A similar argument could be made for the cash raised by Miliband’s decision to end an arrangement enjoyed by around 120,000 non-doms in Britain. The SNP’s commitment to full fiscal autonomy policy for Scotland would preclude “pooling and sharing” of resources in this way.

Defined as British residents who pay tax on their UK earnings but whose permanent home is outside the country, non-doms do not have to pay UK tax on foreign income as long as they don’t transfer it to the UK.

To begin with, Miliband’s move bore the hallmarks of a PR triumph with people like the Dragon’s Den entrepreneur Duncan Bannantyne tweeting his approval of the policy.

Needless to say, in this fevered election campaign, the Labour leader did not have everything his own way.

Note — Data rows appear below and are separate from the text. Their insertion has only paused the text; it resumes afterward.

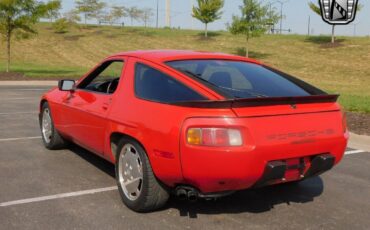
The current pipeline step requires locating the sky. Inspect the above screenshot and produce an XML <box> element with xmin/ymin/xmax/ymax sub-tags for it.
<box><xmin>57</xmin><ymin>0</ymin><xmax>370</xmax><ymax>36</ymax></box>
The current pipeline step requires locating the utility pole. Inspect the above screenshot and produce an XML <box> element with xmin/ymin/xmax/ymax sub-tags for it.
<box><xmin>166</xmin><ymin>0</ymin><xmax>171</xmax><ymax>27</ymax></box>
<box><xmin>271</xmin><ymin>0</ymin><xmax>289</xmax><ymax>34</ymax></box>
<box><xmin>190</xmin><ymin>0</ymin><xmax>194</xmax><ymax>30</ymax></box>
<box><xmin>156</xmin><ymin>0</ymin><xmax>159</xmax><ymax>29</ymax></box>
<box><xmin>352</xmin><ymin>22</ymin><xmax>359</xmax><ymax>37</ymax></box>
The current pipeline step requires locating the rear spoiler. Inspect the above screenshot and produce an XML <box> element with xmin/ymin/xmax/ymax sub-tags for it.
<box><xmin>171</xmin><ymin>94</ymin><xmax>339</xmax><ymax>109</ymax></box>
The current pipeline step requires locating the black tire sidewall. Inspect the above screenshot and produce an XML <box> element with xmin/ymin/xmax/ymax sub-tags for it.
<box><xmin>115</xmin><ymin>138</ymin><xmax>151</xmax><ymax>212</ymax></box>
<box><xmin>40</xmin><ymin>102</ymin><xmax>55</xmax><ymax>148</ymax></box>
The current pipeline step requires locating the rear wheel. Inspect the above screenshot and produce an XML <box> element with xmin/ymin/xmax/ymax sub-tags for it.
<box><xmin>116</xmin><ymin>138</ymin><xmax>169</xmax><ymax>212</ymax></box>
<box><xmin>40</xmin><ymin>102</ymin><xmax>66</xmax><ymax>150</ymax></box>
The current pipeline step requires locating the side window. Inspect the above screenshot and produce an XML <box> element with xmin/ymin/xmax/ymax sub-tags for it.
<box><xmin>135</xmin><ymin>63</ymin><xmax>206</xmax><ymax>103</ymax></box>
<box><xmin>78</xmin><ymin>61</ymin><xmax>124</xmax><ymax>94</ymax></box>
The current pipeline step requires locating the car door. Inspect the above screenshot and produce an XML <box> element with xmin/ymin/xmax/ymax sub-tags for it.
<box><xmin>63</xmin><ymin>59</ymin><xmax>125</xmax><ymax>154</ymax></box>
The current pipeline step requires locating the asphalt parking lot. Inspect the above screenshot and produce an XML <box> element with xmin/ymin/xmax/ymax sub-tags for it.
<box><xmin>0</xmin><ymin>86</ymin><xmax>370</xmax><ymax>229</ymax></box>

Miliband’s claim that his policy change would raise hundreds of millions of pounds was almost immediately undermined when the Tories dug out an interview with shadow chancellor Ed Balls which appeared to dispute this. In January, Balls told BBC Radio Leeds that abolishing the “whole status … probably ends up costing Britain money because there will be some people who then leave the country.”

The existence of Balls’s interview allowed the Conservatives to present their idea another example of Labour’s chaotic economic thinking.

But one suspects that the left-leaning SNP may find it a little more difficult to trash Miliband’s move.